Arm releases first in-house chip, with Meta as debut customer

cnbc.com

108 points by goplayoutside 5 days ago


forinti - a day ago

Arm came from Acorn and Acorn did make the first ARM CPUs for their computers, so it's not really the first time they do this.

drob518 - a day ago

This is going to be a strategic challenge for ARM unless they are going to focus on chips that nobody else wants to make. And given the AI focus, that doesn’t seem to be the case. I would think that the RISC-V folks would be salivating at the prospect of flipping some existing ARM licensees to RISC-V.

daneel_w - a day ago

The Acorn Archimedes came with Acorn branded CPUs (the "ARM250" IIRC) already in the late 80s. I can't recall what company made the chips for ARM at that time, but in the later Archimedes models it was VLSI.

3eb7988a1663 - a day ago

After Amazon, Google, and Apple all have had successes with in house ARM, I had naively assumed Meta would do the same. Given the speeds with which they have been developed, it must not be "that hard" to spin up a chip. You could have easily framed it as a long-term plan - custom chips for the Occlus.

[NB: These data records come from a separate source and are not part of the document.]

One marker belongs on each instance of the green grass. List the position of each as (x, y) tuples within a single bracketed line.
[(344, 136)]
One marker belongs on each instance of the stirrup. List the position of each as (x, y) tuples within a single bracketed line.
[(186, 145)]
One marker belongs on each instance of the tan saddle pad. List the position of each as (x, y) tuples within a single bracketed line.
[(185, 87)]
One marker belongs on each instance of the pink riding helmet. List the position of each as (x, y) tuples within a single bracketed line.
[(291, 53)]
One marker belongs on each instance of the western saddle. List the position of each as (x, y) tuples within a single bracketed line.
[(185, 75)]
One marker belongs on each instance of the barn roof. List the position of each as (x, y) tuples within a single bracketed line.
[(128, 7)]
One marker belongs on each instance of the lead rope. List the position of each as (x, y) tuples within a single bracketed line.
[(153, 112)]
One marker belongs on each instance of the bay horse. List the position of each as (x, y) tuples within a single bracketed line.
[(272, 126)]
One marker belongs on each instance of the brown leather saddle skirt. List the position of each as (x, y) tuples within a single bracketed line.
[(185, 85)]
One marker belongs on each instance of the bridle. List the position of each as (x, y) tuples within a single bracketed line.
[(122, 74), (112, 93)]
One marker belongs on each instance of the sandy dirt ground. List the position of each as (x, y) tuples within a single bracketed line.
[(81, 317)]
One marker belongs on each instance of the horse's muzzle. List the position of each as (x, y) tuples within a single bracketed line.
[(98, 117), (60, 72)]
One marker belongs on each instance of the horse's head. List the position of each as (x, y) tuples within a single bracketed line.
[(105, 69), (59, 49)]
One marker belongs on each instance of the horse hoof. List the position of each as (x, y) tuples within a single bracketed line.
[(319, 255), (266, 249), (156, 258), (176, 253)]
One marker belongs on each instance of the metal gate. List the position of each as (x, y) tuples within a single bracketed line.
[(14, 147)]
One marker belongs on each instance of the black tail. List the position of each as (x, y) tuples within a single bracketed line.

ChrisArchitect - 5 days ago

[dupe] https://news.ycombinator.com/item?id=47506251

kaladin-jasnah - a day ago

How does this fit with Meta's decision to acquire Rivos?

giancarlostoro - 19 hours ago

Makes me wonder if Mark Zuckerberg had not had this weird vision of making Second Life VR for Meta and focused on AI as it was looming if they could have built a serious competitor to Anthropic and OpenAI. I know he tried, but it was already late to the party, but still, had he tried a lot sooner, would he have gotten more built? I think his obsession with making the VR stuff happen is holding him back.

goku12 - 16 hours ago

This may not seem like an appropriate forum to say this, but this is a relevant and serious issue to neglect. With the current political climate and this relentless push for hundreds of these massive datacenters, everyone seems to have completely forgotten about the carbon emissions and climate change. These datacenters are such massive resource hogs that living near them is unviable due to their economic impact and overconsumption. Their impact on global climate, economy and even technology (talking about the RAM crunch) is much worse. But nobody seems to be keeping tabs anymore.

One thing to remember is that the climate catastrophe is not a single cataclysmic event like falling off a cliff. It's more like a lanslide that starts small and then gradually accretes into a massive disaster that's barreling towards you. And we're in it already. We're already paying a price in terms of human lives and the planet's biomass as a whole due to natural disasters that are becoming more frequent. We don't notice it because the increase is gradual.

And all that for what? Writing reports, reading emails, generating endless slop and waging wars? I'm not against AI or any other technology. But this cost doesn't seem justified considering their contributions to serious endeavors like medical research and habitat loss. This is ironic because we were talking two decades ago about ditching interpreted languages in favor of compiled languages for servers/services, in order to improve their carbon footprint. It looks like a joke today considering what these AI datacenters and crypto farms do. But we really can't really afford to forget it now. Remember that when you pay for AI with your money, someone else pays for it with their blood.

mrbluecoat - a day ago

"in-house" is misleading

> Like nearly all fabless AI chipmakers, Arm currently manufactures its CPU at Taiwan Semiconductor Manufacturing Company ’s fabrication plants.

SilverElfin - 20 hours ago

Meta only recently announced a “long term” partnership with Nvidia:

https://about.fb.com/news/2026/02/meta-nvidia-announce-long-...

So how does this fit in? Is it a replacement for Nvidia’s portfolio of chips? Or just an alternative option to avoid dependency on one vendor? Something else?